Ma quello della propagazione delle informazioni è un fenomeno complesso, che non deve essere semplificato, e che ha bisogno anche di un approccio di tipo sociale. Le forze di tipo sociologico, però, non sono facili da tradurre in numeri e non è detto che ciò si possa fare. Quello che ha cercato di fare l’Istituto Imt Alti Studi di Lucca è di inserire più parametri possibili nel modello matematico da loro proposto, in modo da rappresentare al meglio il comportamento delle persone e delle loro opinioni espresse sulla rete.

“Oggi ci troviamo con un mare di dati a disposizione che potrebbero descrivere la diffusione delle informazioni, ma abbiamo ancora difficoltà a formulare un modello valido che sappia spiegarli e metterli in ordine” spiega il fisico Antonio Scala, uno degli autori dello studio. “Ora siamo in una sorta di fase di competizione tra modelli. In questa fase potrebbero nascere dei modelli che un domani saranno considerati dei vicoli ciechi, ma se va bene, invece, potremmo ottenere un modello standard che sappia spiegare bene i dati e che rappresenti una vera e propria interpretazione della realtà”.

Il parametro principale per valutare la diffusione delle opinioni online è stato quello della distanza, ossia quanto una persona possa differire dall’altra a causa delle proprie idee. Quello che osserviamo come conseguenza della distanza è la formazione delle cosiddette eco-chambers, comunità che condividono interessi comuni, selezionano informazioni, discutono e rinforzano le proprie credenze attorno a un’idea condivisa. Da qui il contenuto di una notizia, falsa o meno, circola all’interno di queste camere diventando virale e diffondendosi da una persona all’altra.

“Non sappiamo se la matematica sarà prima o poi in grado di descrivere in modo corretto tutti i parametri di questo fenomeno” prosegue Scala. “Noi abbiamo proposto delle variazioni al Bounded Confidence Model (Bcm), un modello utilizzato per rappresentare l’evoluzione della diffusione delle opinioni in un certo numero di individui.
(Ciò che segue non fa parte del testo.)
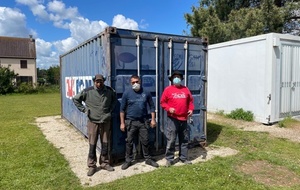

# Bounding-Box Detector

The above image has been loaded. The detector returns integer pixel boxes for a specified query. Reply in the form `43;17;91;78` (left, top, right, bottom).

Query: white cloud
16;0;49;20
0;0;142;69
70;17;108;43
53;37;78;54
112;15;139;30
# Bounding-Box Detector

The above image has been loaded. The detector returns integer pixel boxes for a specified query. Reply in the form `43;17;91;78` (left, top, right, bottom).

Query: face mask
132;83;141;90
173;77;181;86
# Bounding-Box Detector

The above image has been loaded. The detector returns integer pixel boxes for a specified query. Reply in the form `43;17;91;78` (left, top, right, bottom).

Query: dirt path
36;114;300;186
36;116;238;186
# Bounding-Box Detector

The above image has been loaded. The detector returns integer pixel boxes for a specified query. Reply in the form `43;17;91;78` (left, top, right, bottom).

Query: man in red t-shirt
160;71;194;167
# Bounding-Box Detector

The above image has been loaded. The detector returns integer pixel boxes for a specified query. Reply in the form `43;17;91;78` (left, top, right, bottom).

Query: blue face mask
173;77;181;85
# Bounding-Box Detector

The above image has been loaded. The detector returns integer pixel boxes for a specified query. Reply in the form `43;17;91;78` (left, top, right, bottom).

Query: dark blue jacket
120;87;155;121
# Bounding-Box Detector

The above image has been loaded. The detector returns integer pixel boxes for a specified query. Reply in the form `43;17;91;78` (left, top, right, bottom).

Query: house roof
0;36;36;59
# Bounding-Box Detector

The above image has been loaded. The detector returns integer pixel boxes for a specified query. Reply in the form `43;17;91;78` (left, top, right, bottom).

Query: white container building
207;33;300;124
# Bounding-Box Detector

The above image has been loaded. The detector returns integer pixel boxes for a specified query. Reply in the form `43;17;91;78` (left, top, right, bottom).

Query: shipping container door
280;44;300;118
111;33;162;160
161;39;206;143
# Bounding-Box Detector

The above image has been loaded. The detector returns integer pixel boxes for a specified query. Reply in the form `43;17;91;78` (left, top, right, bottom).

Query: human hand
120;123;125;132
188;110;193;117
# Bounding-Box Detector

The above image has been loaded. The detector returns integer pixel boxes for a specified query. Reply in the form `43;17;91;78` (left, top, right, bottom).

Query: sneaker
100;164;115;172
145;159;159;168
87;168;97;176
181;160;192;165
165;160;173;167
121;162;131;170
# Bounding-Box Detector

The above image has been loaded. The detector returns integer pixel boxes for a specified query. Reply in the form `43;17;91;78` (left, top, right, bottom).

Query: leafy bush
0;65;17;94
16;83;60;94
226;108;254;121
17;82;37;94
216;110;225;116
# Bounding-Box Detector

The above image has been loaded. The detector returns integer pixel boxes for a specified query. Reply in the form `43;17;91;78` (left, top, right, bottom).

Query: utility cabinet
208;33;300;124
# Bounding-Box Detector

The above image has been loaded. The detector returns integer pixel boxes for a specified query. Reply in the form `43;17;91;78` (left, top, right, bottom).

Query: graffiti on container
173;53;184;70
65;76;93;99
117;52;136;69
189;55;202;68
115;75;131;93
188;75;201;90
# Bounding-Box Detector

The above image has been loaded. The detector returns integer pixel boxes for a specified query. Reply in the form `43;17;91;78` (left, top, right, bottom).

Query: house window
16;76;32;84
20;60;27;69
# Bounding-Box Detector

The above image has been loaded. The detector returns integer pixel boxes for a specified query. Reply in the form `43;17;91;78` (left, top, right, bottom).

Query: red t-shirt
160;85;194;121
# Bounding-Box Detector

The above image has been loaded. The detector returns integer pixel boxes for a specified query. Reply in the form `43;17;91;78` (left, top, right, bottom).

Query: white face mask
173;77;181;86
132;83;141;90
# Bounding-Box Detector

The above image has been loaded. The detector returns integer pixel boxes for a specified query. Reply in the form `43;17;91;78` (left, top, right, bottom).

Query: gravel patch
36;116;238;186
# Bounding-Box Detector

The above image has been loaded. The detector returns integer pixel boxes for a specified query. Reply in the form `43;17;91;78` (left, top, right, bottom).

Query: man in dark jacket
120;75;159;170
73;74;117;176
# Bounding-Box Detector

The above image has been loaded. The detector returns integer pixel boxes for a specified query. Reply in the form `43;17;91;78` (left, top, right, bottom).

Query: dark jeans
125;120;151;162
87;121;111;167
165;117;189;161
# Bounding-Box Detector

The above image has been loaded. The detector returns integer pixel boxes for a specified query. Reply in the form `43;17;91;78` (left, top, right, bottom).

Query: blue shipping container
60;27;207;162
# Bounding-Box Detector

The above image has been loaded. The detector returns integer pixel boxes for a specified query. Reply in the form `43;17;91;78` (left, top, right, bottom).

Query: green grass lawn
0;94;300;190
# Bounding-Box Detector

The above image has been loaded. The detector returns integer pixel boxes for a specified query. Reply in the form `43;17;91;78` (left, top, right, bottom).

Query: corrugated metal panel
60;28;207;163
280;44;300;118
208;33;300;124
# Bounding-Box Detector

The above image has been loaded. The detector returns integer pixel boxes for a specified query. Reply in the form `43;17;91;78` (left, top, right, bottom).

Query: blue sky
0;0;199;69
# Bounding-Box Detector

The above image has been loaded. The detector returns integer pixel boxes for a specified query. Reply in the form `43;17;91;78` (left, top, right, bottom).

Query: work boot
165;160;174;167
87;167;97;176
100;164;115;172
145;159;159;168
121;162;131;170
180;160;192;165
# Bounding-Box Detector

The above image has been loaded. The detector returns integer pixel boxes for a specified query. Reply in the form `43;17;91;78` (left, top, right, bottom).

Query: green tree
0;65;18;94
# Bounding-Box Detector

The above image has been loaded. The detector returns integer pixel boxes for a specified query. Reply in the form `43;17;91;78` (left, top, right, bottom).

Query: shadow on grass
207;122;223;144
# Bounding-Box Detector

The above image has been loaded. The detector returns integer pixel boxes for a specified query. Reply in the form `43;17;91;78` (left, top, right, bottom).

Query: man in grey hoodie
73;74;117;176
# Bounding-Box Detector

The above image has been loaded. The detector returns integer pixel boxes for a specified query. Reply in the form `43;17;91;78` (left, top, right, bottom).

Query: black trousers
87;121;111;168
125;120;151;162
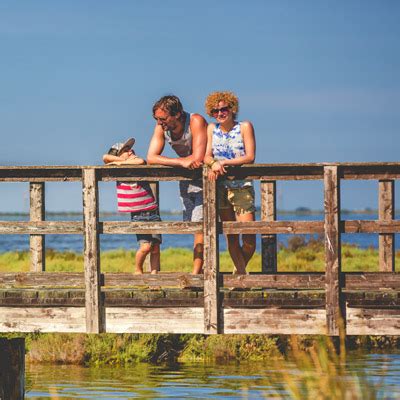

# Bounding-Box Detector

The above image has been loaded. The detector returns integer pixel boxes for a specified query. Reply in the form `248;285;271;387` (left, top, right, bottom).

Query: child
103;138;161;274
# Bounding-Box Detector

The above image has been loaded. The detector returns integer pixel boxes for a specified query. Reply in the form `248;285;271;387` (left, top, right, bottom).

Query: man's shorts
131;210;162;246
179;181;203;222
218;186;256;214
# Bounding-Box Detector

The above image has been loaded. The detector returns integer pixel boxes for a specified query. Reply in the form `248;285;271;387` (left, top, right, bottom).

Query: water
0;213;400;253
26;353;400;399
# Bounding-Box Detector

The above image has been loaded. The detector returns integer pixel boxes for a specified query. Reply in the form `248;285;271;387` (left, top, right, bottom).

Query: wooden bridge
0;163;400;336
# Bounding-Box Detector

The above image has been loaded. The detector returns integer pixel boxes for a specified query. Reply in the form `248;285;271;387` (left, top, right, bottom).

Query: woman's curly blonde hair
205;92;239;117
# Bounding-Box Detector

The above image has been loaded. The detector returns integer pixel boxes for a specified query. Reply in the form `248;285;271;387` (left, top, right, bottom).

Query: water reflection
26;354;400;399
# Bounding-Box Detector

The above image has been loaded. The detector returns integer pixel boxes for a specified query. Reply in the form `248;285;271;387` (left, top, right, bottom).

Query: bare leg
219;208;246;274
236;213;256;265
150;243;160;274
193;233;204;274
135;243;151;274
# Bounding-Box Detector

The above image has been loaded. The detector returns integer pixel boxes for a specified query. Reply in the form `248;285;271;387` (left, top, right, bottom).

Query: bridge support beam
324;166;345;336
0;338;25;400
82;169;104;333
203;167;222;334
261;181;278;274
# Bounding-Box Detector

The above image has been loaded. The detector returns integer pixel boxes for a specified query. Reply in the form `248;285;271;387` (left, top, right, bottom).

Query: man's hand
181;157;203;169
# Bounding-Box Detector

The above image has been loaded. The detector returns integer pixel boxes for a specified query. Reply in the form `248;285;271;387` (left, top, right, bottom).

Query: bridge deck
0;163;400;336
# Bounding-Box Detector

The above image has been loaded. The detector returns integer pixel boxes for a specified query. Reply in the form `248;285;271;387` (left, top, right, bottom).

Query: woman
204;92;256;274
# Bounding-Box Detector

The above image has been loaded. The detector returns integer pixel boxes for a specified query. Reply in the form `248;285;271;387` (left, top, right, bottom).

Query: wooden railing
0;163;400;336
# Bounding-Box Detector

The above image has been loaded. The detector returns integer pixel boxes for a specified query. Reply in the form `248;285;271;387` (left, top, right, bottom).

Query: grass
0;236;400;273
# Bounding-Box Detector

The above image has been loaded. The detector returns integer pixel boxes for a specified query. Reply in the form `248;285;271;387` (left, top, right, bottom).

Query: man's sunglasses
211;106;229;117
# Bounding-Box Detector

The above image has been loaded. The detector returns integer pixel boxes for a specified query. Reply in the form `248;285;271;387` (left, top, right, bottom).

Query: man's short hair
153;95;183;117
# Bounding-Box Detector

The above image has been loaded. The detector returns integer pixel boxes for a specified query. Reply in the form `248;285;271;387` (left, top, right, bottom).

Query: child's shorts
131;210;162;246
218;186;256;214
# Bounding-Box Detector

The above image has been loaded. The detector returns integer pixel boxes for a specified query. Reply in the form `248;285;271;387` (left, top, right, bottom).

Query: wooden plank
0;272;85;289
0;221;83;235
103;272;204;289
222;272;325;289
96;165;201;182
106;307;204;333
379;181;395;272
29;182;46;272
99;221;203;235
324;166;344;336
260;181;278;274
0;272;400;291
0;307;86;333
82;169;104;333
340;220;400;234
220;221;324;235
224;308;326;335
203;167;222;334
346;307;400;336
343;272;400;290
0;338;25;400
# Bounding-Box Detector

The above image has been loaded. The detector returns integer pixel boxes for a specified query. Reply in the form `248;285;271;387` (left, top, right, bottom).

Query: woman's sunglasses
211;106;229;117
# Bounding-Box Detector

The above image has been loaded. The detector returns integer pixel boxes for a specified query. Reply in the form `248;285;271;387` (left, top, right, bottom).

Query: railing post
29;182;46;272
324;166;345;336
0;338;25;400
82;169;104;333
203;167;221;334
261;181;278;274
379;180;395;272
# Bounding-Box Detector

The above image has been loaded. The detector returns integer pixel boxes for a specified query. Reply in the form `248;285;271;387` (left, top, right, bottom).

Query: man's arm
103;154;146;165
182;114;207;169
147;125;181;167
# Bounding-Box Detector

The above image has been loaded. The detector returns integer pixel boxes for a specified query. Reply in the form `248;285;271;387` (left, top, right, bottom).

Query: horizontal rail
0;163;400;182
0;220;400;235
0;272;400;291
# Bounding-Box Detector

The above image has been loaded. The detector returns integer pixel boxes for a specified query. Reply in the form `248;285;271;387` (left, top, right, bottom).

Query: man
147;95;207;274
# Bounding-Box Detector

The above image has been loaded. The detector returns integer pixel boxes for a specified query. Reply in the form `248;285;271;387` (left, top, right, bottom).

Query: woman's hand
211;160;226;176
208;169;218;181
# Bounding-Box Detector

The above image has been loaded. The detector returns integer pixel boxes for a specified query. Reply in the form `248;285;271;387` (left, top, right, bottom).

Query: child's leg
135;242;151;274
150;242;160;274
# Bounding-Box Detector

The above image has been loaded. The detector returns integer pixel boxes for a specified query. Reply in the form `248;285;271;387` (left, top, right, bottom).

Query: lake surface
0;213;400;253
26;353;400;399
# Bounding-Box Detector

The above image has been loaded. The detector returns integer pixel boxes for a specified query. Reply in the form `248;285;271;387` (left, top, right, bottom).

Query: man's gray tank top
164;111;203;193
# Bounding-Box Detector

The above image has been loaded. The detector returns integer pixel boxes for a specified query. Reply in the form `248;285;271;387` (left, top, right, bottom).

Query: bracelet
207;159;218;168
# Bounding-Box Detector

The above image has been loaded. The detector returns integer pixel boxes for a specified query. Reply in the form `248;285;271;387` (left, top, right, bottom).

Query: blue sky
0;0;400;211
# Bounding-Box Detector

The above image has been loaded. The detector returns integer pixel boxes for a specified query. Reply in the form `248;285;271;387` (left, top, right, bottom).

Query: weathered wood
260;181;278;274
343;272;400;290
29;182;46;272
379;181;395;272
203;167;222;334
346;307;400;336
0;272;400;291
96;165;201;182
99;221;203;235
324;166;344;336
82;169;104;333
0;338;25;400
224;308;326;335
0;307;86;333
222;272;325;289
0;221;83;235
104;272;204;289
220;221;324;235
106;307;204;333
340;220;400;234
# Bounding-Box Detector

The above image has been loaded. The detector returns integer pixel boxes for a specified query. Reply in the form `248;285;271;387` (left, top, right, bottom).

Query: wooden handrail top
0;162;400;182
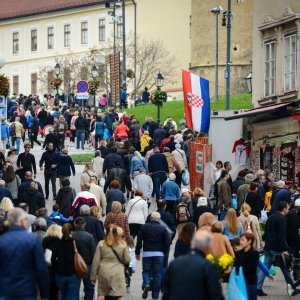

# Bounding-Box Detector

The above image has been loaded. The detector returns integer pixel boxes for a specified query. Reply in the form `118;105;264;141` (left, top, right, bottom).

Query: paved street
22;141;290;300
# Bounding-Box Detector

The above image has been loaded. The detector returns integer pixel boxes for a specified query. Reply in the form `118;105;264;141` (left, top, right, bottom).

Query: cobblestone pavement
25;141;290;300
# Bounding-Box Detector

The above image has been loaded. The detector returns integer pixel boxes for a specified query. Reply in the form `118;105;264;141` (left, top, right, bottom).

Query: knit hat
245;173;255;183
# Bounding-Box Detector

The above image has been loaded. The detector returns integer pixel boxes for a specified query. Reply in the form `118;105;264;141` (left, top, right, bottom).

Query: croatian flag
182;70;210;133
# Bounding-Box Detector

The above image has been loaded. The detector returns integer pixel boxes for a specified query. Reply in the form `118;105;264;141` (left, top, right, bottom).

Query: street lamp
245;72;252;94
211;5;223;101
155;72;164;122
0;53;6;69
54;63;60;77
91;65;98;107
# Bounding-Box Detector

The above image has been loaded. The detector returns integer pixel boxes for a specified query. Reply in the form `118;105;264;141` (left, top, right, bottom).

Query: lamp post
211;5;223;101
155;72;164;122
91;65;98;107
245;72;252;94
54;63;60;97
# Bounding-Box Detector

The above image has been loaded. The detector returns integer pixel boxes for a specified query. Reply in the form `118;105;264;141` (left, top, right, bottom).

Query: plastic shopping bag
228;267;248;300
181;169;190;185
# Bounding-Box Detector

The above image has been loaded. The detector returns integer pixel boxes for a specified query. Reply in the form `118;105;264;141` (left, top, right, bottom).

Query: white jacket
126;196;148;224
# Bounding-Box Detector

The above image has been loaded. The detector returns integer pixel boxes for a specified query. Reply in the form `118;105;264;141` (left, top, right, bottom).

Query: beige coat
238;213;263;249
164;152;181;173
91;241;130;297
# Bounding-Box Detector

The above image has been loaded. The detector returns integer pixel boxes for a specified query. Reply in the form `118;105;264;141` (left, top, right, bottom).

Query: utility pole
122;0;127;88
225;0;231;110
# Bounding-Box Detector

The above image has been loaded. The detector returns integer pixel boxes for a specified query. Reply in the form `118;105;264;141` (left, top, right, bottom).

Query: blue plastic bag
228;267;248;300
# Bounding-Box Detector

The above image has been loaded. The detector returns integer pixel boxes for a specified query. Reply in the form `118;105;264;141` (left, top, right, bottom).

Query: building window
81;22;88;44
48;27;54;49
47;71;54;94
117;17;123;39
13;32;19;54
13;75;19;95
64;24;71;47
284;34;297;92
99;19;105;42
31;29;37;51
31;73;37;95
264;41;276;97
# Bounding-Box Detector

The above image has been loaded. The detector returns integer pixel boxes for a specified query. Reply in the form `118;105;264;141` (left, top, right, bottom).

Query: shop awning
224;100;300;121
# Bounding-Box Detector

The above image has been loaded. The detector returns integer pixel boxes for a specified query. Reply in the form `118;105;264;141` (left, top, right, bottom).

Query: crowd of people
0;97;300;300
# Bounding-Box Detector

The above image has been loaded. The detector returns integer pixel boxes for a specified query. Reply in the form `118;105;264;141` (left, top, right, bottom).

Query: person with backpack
30;113;42;149
238;203;263;250
161;173;180;215
9;117;23;155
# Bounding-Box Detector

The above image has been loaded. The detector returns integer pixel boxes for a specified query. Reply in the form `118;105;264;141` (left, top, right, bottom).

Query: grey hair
150;211;160;222
80;204;91;215
7;207;26;226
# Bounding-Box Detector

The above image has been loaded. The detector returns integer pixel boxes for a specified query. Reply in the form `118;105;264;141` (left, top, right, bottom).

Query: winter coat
161;180;180;201
105;189;125;214
57;154;75;177
104;168;132;193
91;241;130;297
164;152;181;173
172;149;187;171
238;211;263;249
140;134;152;152
0;226;49;299
55;186;76;218
1;121;9;139
126;196;148;224
22;188;45;215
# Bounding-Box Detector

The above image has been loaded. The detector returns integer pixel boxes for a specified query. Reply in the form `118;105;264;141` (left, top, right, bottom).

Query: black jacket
75;116;87;130
265;211;289;252
55;186;76;218
246;191;262;219
40;150;59;171
21;188;45;215
72;229;96;265
104;168;132;193
287;207;300;256
162;251;224;300
148;152;169;173
17;152;36;178
81;215;104;245
135;221;171;255
235;249;259;285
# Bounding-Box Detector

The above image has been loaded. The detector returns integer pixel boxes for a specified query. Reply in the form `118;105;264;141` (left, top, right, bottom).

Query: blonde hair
193;188;205;197
241;203;251;217
90;206;102;218
111;201;122;214
0;197;14;213
225;208;239;233
104;224;126;247
45;224;62;239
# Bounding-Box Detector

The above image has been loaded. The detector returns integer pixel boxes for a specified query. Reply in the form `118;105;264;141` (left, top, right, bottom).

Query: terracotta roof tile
0;0;104;20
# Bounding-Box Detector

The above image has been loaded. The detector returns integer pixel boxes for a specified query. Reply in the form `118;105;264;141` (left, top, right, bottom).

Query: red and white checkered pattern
188;93;204;107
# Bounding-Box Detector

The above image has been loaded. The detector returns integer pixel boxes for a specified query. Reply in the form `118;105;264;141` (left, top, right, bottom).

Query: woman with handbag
51;224;81;300
91;225;130;300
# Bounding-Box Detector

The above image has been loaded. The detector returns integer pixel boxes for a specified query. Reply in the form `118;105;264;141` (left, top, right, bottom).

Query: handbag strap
108;246;125;266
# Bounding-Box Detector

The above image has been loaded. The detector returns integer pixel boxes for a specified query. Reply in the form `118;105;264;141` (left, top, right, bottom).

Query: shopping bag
259;207;268;224
181;169;190;185
228;267;248;300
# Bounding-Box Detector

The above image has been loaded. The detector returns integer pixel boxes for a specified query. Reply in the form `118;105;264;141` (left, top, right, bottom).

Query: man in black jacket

In queste variazioni abbiamo cercato di caratterizzare meglio questo passaggio di informazioni tra più persone, cosa comporta e ciò che ne consegue. Il nostro è un tentativo, ma ne faremo anche altri. L’importante è cercare un modello che sia più naturale, che rispecchi il comportamento degli individui, e che riproduca fenomenologicamente quello che succede nei dati”.